SPARC deficiency impairs rotator cuff tendon development and hinders post-injury repair through the Wnt pathway

Purpose This study aimed to elucidate the role of secreted protein acidic and rich in cysteine (SPARC) in rotator cuff tendon development, degeneration, and repair, with a specific focus on its interaction with the Wnt signaling pathway. Methods We established a rat supraspinatus detachment model and performed localized adeno-associated virus (AAV)-mediated knockdown of SPARC. Structural and functional outcomes were evaluated using histological staining, immunohistochemistry, immunofluorescence, and µCT analysis. Molecular profiling focused on Wnt pathway components. Behavioral assays, including pain threshold and motor function tests, were conducted to assess physiological responses after injury. Results SPARC deficiency delayed tendon maturation, disrupted collagen alignment, impaired tendon-bone integration, and increased susceptibility to injury.
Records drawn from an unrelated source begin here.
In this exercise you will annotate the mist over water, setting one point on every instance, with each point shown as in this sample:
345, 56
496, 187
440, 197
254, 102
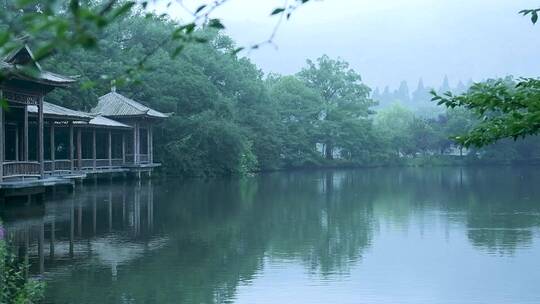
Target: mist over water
446, 235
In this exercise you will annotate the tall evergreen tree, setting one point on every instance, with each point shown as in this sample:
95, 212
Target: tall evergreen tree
445, 87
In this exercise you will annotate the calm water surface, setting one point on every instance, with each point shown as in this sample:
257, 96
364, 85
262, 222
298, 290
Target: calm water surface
417, 236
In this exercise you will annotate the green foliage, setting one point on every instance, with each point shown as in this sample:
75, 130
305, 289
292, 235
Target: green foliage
345, 101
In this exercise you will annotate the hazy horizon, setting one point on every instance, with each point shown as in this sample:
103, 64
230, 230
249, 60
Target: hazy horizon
388, 41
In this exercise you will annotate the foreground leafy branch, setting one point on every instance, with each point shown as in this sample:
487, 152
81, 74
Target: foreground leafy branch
506, 109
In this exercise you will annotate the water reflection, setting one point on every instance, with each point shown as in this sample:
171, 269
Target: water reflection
197, 241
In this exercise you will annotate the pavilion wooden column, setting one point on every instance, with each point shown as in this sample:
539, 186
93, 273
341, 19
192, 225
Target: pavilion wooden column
40, 138
53, 147
110, 148
17, 143
123, 148
71, 146
135, 144
94, 146
2, 146
79, 149
25, 134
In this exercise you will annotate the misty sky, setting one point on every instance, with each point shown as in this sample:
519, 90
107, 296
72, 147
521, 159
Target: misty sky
387, 41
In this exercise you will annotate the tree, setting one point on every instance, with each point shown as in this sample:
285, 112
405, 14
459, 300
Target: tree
393, 123
344, 97
506, 108
298, 107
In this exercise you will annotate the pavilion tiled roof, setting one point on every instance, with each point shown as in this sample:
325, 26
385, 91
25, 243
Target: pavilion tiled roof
55, 111
117, 105
102, 121
81, 118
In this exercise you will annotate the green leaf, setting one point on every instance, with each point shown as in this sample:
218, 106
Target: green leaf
216, 23
277, 11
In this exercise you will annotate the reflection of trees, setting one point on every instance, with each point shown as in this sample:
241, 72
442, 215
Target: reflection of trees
496, 205
195, 242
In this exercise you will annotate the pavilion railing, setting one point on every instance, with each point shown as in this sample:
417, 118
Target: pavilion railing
21, 169
143, 158
60, 165
102, 163
130, 158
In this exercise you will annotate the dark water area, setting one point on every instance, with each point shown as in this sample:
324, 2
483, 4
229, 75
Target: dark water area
443, 235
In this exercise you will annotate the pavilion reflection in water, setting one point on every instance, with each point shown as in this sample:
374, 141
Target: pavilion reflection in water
114, 224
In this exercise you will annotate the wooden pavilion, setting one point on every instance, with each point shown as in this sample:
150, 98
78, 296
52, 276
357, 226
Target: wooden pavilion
45, 144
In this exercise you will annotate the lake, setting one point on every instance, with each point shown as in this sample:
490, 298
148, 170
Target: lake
432, 235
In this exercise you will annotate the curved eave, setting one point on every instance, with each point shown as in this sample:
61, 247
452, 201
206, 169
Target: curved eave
13, 73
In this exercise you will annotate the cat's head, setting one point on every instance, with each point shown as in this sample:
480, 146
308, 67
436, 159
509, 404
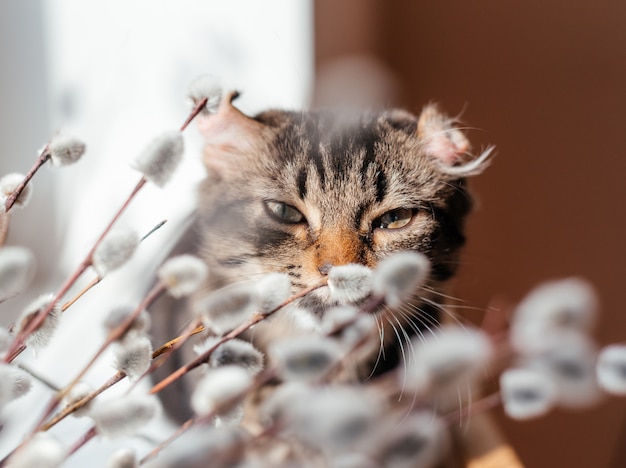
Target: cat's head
301, 192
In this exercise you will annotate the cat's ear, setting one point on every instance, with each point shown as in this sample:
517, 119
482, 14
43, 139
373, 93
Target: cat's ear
440, 137
230, 135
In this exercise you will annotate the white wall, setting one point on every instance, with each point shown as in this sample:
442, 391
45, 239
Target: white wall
115, 74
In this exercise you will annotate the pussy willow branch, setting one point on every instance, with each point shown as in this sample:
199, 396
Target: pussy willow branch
265, 377
44, 156
171, 346
98, 278
256, 318
69, 409
261, 380
114, 335
18, 345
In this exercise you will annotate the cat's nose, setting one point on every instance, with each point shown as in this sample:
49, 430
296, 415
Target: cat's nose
325, 268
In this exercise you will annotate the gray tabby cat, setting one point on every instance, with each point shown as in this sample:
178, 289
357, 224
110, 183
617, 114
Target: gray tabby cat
301, 192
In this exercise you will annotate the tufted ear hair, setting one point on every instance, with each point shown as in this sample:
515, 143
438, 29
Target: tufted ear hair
231, 136
440, 137
444, 141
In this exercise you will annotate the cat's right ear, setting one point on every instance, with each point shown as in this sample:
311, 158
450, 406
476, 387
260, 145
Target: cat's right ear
231, 137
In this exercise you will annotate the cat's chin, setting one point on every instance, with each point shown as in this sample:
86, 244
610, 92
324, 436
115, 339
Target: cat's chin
319, 301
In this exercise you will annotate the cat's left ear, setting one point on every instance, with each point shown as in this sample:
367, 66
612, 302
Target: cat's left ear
440, 137
231, 136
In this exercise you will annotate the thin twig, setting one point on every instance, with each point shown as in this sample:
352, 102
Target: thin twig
204, 357
44, 156
98, 278
114, 335
18, 344
69, 409
227, 405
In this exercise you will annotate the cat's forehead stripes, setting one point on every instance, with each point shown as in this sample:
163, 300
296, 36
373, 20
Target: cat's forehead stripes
334, 152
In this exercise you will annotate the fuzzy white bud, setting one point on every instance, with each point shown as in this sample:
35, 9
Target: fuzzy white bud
10, 182
333, 418
348, 325
205, 86
14, 383
79, 391
123, 458
66, 150
611, 369
114, 250
306, 358
349, 284
569, 360
272, 290
17, 267
227, 308
42, 451
124, 416
449, 356
568, 304
240, 353
183, 275
526, 393
218, 387
141, 323
43, 334
133, 356
161, 157
419, 440
398, 276
5, 339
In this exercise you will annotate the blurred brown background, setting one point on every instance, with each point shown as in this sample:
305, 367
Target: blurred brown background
545, 81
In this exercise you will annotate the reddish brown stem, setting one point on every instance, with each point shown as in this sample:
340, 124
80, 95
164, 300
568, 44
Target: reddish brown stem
82, 402
256, 318
41, 160
86, 437
114, 335
18, 343
196, 110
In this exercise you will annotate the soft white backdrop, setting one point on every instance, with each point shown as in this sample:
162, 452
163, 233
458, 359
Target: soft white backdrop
115, 74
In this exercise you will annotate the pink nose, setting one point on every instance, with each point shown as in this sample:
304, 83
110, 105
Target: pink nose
325, 268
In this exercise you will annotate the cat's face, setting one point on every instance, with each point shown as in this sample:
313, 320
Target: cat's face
299, 193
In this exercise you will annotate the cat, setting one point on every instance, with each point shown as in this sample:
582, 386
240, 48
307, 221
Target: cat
302, 192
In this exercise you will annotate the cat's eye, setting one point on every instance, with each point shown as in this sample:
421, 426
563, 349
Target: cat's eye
394, 219
283, 212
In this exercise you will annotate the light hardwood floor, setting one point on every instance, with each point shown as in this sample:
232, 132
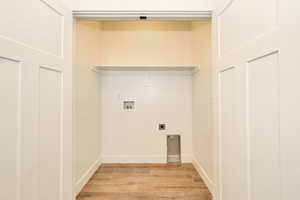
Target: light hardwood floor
145, 182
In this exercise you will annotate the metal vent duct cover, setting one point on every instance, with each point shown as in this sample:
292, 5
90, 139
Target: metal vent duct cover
136, 15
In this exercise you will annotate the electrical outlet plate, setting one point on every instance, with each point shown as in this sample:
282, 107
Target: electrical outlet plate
162, 127
129, 105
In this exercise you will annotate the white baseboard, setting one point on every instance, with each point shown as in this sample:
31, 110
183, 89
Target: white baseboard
141, 159
86, 177
207, 180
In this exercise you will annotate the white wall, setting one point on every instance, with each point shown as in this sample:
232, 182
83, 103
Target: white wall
203, 140
87, 130
161, 5
147, 43
133, 136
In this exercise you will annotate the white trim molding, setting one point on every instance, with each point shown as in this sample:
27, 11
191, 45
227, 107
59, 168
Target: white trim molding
143, 15
185, 158
207, 180
84, 179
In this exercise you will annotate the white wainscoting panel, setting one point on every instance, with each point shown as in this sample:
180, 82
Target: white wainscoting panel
263, 128
10, 94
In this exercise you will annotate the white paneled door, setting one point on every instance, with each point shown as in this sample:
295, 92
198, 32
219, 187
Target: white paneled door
257, 73
35, 101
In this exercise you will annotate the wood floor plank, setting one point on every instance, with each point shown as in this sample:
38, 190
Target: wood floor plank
145, 182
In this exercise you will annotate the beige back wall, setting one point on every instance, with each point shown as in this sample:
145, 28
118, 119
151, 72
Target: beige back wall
146, 43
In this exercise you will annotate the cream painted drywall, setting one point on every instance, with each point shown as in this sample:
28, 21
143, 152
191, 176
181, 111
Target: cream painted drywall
161, 97
147, 43
128, 5
202, 102
87, 130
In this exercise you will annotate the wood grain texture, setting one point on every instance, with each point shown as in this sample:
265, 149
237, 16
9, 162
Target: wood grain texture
145, 182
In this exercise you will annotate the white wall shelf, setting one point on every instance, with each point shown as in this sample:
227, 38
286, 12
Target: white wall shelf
145, 68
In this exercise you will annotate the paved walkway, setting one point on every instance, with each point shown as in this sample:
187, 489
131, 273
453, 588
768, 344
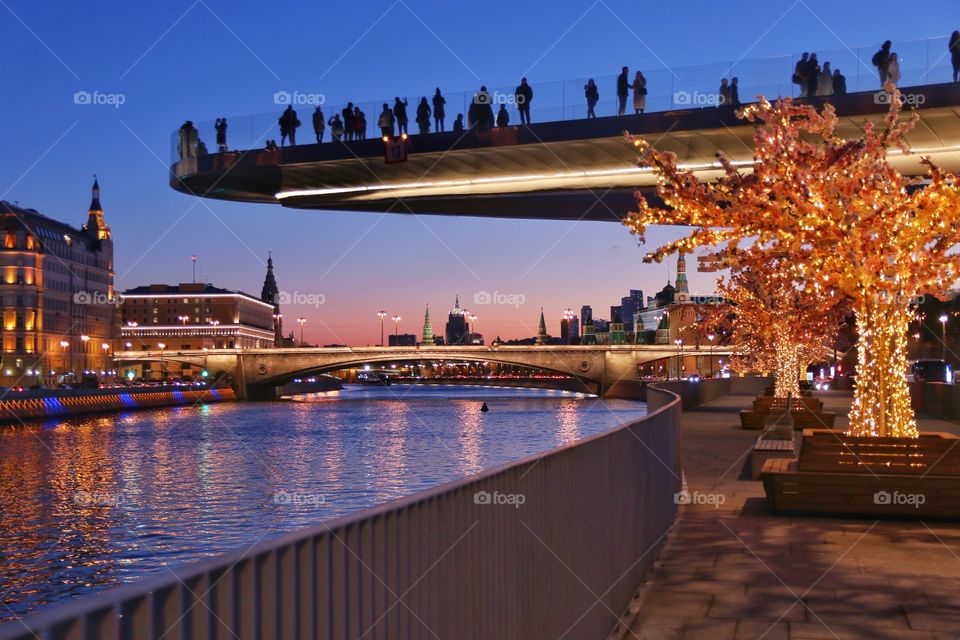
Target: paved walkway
738, 571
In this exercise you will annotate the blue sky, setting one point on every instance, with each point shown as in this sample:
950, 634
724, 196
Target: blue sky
180, 59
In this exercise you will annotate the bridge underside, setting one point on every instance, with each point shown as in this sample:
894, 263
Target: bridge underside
579, 169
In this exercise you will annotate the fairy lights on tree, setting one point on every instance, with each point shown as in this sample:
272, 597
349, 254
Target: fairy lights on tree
840, 218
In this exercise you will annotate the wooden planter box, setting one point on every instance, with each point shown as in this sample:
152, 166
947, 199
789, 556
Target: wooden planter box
838, 474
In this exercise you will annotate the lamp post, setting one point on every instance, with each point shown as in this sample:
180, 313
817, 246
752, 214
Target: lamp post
380, 314
943, 338
710, 337
85, 339
396, 330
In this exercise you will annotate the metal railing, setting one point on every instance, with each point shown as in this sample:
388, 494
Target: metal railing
924, 61
551, 546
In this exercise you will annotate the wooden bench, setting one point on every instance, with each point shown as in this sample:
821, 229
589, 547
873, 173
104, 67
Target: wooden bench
768, 449
877, 477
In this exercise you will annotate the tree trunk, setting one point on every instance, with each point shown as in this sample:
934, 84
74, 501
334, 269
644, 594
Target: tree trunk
881, 400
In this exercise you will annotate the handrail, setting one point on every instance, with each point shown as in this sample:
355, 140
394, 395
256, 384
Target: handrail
454, 560
923, 61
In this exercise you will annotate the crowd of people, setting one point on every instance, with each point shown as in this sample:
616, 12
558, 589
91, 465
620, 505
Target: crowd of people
812, 78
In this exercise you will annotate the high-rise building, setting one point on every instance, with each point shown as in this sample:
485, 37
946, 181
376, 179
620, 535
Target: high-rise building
457, 328
270, 294
56, 292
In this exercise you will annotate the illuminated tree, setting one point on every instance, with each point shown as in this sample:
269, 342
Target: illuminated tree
841, 217
777, 326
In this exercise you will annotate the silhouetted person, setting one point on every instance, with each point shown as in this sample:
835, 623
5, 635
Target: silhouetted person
385, 121
359, 124
336, 128
839, 83
439, 110
893, 69
221, 128
400, 112
288, 126
623, 90
503, 118
813, 74
639, 92
349, 127
954, 48
592, 95
188, 141
825, 81
881, 60
524, 96
800, 73
423, 116
319, 125
735, 92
Molecular analysis revealed significant downregulation of Wnt3, Wnt5, and β-catenin. Functionally, SPARC-deficient rats displayed heightened pain sensitivity, impaired motor recovery, defective vascular remodeling, and enhanced adipogenesis compared with controls. Conclusion SPARC is essential for maintaining tendon homeostasis and promoting tendon-bone healing after injury, partly through regulation of Wnt signaling. These findings establish a reliable preclinical RCI model and identify SPARC as a promising therapeutic target and biomarker for tendon degeneration and repair.